Technical Article, Testing

The Test Pyramid Part 6: End-to-end testing

December 16, 2019
Bill Hodghead

This post is part of a series on functional testing using the test pyramid.

Also called “system” testing.

Purposes

Verifies the key customer experiences of the software.

Who defines the test?

Defined by product management (PM), often with contribution from quality engineers (QE).

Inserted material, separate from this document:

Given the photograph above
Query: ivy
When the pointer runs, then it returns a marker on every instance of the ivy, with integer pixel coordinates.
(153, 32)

Who codes the test automation?

System automation can be created by a development team or a separate QE team (sometimes called the system team) that specializes in system-wide automation and non-functional monitoring and testing.

What to test?

Test customer experiences and business measures specific to the business and product.
The test may be automation or a monitor of real customer experience.
Don’t cover boundary conditions, negative cases or path variations — these for the lower layered testing.
Amusingly, “system measures” (also called operational measures) like CPU, disk usage, memory usage and so on are NOT the primary measures of “system tests.”

Best practices

Limit to the primary valuable customer experience (don’t do full BDD to find all customer use cases at this level).
Don’t automate end-to-end tests through UI or command line interface (CLI). UI and CLI are best tested through unit, component, and integration testing.
Keep the number of system tests low. Having fewer than 100 tests is a good guideline, but for a real number, check your ROI of cost to maintain vs. costs prevented. Push testing to lower on the pyramid as much as possible as these tests require more effort to maintain.

Measures of success

Experience outcomes (measurable customer experiences)
Leading indicators
Often experiences have non-functional measures that must be achieved through monitoring, for example: how long does it take real customers to complete a transaction?

Maturity levels

None: No key customer experiences define or automated.
Initial: Some customer experiences identified and automated through the UI and kicked off as part of code merges to master.
Definition: All primary product experiences have key measures identified. Most are automated and run regularly with code changes or on a schedule.
Integration: All primary end-to-end experiences are automated. End-to-end automation runs in under two hours and is automatically run on every change.
Management and measurement: Management focuses on measures and experimentation instead of features. Experiences are tied to personas and used by marketing.
Optimization: Leading indicators regularly used and tracked. Experiences are evaluated and updated with major releases.

Experiences

Engineers at each company asked, “Why so few end-to-end tests?” If you have automated a couple of these tests, you’ll see that they are really valuable. In fact, they find more bugs per test than most other types of testing. Why not concentrate on end-to-end testing? Here are some reasons:

Avoiding blocked testing. If you have a bug in the login routine, then most of your subsequent end-to-end tests can’t run and you aren’t getting data from them. Integration and component level tests can still run.
Reducing time to data. End-to-end tests typically take hours to run. Compare that to the seconds of unit tests or minutes for component tests. It’s important to give your developers feedback as quickly as you can.
Reducing test maintenance costs. End-to-end tests hit many areas that are changing. They must be constantly maintained. The more there are, the more the maintenance cost. While it’s possible to abstract some parts of them to minimize change, it doesn’t always make sense — such as when using calls to a published interface.
Reduce debugging time. It’s rare that you can quickly debug and fix an end-to-end test. We found that it took an average of 30 to 45 minutes of developer time. Failures in lower level tests will show exactly what the issue is and can be debugged more quickly (e.g., seconds for a unit test).